Last friday night, I went out after work with some of the boys from my office and then accidentally had a little too much wine (2 glasses- I’ve been on a low carb diet, it made me drunker than I would usually be) and agreed to do the Bristol 10k in early May.
I’m going to have to break my not exercising streak and start running now. I’ve downloaded the Zombies RUN! 5k training app which will take me to 5k in 8 weeks and then I will have a further 6 weeks to get to running 10k. So I guess that if I am going to be running, I might as well restart with the weight training as that will only help with the running.
So plan of action is ….
- Run on Mondays (lunch time), Wednesday (lunch time) and saturday mornings.
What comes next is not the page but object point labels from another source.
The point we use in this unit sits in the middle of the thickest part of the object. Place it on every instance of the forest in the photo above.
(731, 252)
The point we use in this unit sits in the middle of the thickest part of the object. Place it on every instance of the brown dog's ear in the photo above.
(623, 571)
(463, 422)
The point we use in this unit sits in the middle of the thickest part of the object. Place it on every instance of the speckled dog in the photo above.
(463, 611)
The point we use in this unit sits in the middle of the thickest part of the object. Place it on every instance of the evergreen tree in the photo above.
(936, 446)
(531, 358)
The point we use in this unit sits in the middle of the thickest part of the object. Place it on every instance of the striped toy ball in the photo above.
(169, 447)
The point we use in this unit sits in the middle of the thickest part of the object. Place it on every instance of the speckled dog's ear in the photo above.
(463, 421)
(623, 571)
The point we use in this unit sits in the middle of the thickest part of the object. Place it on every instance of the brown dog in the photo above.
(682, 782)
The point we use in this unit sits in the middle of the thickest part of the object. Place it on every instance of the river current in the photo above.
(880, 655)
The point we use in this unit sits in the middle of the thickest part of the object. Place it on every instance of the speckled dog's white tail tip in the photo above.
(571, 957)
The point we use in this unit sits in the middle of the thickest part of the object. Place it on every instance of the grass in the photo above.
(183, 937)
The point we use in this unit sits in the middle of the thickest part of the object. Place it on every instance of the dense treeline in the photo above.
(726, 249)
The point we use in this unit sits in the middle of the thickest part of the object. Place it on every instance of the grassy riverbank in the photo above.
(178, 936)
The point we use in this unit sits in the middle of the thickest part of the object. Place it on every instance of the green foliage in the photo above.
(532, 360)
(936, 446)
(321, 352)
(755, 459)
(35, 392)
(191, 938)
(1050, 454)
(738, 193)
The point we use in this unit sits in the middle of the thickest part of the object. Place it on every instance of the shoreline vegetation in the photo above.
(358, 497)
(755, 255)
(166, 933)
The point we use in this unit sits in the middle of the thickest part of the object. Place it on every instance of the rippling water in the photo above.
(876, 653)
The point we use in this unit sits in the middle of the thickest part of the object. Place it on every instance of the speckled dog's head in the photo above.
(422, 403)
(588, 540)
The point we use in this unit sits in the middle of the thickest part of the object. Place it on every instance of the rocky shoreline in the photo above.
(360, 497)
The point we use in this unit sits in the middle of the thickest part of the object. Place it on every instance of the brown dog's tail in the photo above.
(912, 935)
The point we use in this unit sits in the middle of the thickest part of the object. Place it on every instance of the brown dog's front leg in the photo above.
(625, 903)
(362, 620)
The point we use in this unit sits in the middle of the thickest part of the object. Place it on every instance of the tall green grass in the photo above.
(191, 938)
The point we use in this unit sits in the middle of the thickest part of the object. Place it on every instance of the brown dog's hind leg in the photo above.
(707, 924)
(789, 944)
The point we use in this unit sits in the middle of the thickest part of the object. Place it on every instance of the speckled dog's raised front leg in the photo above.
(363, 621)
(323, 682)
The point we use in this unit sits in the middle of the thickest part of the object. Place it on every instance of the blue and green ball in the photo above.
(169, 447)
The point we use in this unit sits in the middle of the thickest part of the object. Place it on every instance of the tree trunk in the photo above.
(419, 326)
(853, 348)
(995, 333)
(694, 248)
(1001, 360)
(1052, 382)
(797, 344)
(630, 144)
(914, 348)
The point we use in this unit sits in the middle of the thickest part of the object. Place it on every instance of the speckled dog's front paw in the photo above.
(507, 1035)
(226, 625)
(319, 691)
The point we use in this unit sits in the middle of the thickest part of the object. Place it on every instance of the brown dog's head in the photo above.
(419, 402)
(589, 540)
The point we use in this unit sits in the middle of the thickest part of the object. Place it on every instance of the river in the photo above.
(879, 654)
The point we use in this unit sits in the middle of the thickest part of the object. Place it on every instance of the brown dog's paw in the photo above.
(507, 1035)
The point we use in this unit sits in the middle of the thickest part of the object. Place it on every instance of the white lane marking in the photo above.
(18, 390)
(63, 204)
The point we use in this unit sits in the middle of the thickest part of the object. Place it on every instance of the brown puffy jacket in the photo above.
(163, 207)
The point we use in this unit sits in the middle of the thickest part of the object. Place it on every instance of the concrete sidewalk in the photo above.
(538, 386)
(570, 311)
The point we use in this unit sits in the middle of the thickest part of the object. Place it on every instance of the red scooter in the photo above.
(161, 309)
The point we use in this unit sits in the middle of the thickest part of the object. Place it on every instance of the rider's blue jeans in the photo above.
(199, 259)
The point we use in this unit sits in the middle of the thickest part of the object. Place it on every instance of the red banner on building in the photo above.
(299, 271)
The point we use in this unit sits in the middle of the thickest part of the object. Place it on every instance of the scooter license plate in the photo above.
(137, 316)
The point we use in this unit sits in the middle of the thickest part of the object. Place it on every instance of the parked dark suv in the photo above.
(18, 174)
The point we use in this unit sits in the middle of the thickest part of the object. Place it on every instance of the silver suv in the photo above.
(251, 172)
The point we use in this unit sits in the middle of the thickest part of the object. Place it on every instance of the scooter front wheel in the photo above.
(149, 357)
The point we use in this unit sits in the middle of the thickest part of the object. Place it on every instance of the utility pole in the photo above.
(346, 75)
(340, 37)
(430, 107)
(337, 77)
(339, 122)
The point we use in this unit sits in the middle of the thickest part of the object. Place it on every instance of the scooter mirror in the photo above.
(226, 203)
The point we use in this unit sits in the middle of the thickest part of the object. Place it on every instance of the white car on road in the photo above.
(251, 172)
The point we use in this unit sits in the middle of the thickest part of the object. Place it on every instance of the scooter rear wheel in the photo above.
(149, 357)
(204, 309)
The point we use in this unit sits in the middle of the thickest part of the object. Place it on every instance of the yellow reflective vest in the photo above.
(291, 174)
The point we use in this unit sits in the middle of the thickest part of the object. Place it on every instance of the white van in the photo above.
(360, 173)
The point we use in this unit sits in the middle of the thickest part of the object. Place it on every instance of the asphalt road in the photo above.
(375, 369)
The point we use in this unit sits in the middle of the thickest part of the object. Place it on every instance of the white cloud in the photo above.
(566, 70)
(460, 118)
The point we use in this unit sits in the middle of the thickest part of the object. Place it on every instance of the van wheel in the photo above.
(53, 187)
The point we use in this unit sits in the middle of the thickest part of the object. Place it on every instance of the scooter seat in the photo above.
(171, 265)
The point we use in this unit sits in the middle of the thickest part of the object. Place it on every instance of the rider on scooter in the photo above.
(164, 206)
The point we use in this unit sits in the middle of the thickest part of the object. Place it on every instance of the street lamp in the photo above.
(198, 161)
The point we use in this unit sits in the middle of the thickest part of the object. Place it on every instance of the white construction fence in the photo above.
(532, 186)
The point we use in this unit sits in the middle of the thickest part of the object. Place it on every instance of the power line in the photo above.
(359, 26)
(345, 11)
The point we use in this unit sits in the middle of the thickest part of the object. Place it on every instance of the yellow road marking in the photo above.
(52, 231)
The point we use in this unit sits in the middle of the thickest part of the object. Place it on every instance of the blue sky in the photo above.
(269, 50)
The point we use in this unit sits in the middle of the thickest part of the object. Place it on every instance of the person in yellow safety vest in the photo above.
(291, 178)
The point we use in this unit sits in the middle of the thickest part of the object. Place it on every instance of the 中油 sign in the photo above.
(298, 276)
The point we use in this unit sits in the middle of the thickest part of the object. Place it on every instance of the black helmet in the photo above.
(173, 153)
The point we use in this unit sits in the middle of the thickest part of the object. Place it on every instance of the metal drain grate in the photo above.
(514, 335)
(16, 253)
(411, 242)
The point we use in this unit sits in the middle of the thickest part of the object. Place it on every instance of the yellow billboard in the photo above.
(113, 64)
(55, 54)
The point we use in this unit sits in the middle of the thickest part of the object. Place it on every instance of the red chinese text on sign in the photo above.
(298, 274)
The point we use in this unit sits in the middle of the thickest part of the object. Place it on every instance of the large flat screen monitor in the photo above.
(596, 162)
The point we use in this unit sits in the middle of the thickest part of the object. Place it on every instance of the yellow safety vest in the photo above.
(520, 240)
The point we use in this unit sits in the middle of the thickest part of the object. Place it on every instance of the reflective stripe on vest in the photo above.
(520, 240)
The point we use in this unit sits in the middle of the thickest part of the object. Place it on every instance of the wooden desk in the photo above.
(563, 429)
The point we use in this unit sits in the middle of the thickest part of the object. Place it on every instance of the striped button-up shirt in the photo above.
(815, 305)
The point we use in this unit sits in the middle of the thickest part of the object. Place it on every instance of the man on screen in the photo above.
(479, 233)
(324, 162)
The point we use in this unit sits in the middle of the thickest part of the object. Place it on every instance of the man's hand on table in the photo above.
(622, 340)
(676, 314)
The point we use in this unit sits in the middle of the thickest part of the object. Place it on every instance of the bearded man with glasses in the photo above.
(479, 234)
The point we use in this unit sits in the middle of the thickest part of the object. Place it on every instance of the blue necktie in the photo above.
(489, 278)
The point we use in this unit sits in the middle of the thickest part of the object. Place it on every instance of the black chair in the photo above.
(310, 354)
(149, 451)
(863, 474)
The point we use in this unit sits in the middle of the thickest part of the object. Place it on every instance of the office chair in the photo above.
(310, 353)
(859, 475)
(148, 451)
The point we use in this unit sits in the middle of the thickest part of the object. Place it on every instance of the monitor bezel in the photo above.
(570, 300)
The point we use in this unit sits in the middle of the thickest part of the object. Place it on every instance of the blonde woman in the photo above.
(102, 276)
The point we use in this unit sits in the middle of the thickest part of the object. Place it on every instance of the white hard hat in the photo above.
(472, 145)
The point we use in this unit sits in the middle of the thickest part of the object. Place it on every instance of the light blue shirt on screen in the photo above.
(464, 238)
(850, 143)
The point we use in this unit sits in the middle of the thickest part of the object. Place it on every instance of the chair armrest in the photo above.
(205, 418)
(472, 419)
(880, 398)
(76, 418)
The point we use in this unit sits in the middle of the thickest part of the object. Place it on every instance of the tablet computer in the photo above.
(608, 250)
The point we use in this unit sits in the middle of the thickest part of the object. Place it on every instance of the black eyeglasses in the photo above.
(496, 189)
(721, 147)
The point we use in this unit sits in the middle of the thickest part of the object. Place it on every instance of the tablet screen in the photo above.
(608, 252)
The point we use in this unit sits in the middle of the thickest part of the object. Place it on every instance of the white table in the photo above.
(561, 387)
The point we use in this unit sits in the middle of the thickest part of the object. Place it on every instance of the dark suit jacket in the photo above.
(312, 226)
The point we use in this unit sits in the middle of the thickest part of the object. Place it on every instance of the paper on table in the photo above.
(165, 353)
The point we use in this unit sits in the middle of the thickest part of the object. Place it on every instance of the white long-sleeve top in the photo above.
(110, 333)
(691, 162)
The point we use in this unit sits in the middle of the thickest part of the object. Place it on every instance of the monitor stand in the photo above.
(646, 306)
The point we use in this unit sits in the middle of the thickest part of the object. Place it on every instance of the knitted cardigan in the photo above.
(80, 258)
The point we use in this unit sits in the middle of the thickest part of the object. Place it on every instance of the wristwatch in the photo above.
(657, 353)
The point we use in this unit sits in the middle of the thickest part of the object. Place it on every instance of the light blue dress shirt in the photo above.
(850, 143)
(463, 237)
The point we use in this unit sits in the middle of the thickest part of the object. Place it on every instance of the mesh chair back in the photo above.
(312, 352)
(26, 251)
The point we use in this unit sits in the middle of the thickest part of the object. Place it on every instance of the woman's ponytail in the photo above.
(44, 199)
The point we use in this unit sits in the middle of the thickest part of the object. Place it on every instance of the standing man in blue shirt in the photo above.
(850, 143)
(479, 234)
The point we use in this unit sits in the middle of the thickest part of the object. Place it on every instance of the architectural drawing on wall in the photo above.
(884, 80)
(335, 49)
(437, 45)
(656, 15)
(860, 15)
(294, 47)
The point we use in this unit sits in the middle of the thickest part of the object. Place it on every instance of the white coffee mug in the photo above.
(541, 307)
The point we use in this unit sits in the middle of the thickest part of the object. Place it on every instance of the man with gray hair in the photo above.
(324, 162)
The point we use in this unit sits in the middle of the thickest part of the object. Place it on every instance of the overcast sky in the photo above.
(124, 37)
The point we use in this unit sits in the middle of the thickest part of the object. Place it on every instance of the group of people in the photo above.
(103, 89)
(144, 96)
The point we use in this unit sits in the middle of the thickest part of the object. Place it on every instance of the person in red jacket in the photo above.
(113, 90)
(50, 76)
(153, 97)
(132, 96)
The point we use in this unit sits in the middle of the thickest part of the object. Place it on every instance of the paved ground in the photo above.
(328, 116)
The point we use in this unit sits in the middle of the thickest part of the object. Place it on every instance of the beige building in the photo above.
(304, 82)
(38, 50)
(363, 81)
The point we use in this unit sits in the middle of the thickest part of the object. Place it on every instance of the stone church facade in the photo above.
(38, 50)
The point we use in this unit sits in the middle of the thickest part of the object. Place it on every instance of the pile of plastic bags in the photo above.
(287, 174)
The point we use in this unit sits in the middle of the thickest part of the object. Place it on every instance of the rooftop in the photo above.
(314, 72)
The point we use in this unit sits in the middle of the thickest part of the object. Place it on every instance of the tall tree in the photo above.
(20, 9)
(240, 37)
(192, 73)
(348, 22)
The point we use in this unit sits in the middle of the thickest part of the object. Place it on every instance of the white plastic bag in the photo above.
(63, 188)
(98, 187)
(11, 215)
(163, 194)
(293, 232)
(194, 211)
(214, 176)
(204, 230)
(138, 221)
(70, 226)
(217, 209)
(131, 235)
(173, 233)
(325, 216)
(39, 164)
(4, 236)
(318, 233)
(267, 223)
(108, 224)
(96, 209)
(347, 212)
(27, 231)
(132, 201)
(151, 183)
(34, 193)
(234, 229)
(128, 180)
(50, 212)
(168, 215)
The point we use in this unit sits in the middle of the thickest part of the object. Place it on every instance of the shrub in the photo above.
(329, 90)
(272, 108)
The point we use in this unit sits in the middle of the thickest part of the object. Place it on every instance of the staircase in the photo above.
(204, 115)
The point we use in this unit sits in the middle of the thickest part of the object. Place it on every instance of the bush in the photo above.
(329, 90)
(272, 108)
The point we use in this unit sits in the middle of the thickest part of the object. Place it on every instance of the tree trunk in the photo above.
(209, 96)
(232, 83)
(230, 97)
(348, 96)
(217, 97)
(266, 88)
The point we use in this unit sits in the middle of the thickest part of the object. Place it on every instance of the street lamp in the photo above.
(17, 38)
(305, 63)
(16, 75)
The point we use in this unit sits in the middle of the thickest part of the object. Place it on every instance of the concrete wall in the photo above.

- Weight train on Tuesdays and Thursdays
- Rest days of Sunday and Friday.
I shall start with a run tomorrow at lunch time as it looks like it might have stopped raining now. I shall go and check out the gym tonight and see about starting on Thursday. So yes, by this time next week, hopefully all the DOMS will be gone and I won’t be crying with pain about exercising.
I’ve been keeping carbs to about 30-40g a day for the last month which has definitely shed some weight, not as much as I would have liked but I am definitely slimmer but I think I shall have to start eating a little more to deal with the exercise. Perhaps add in some butternut and sweet potato and some occassional rice to meals.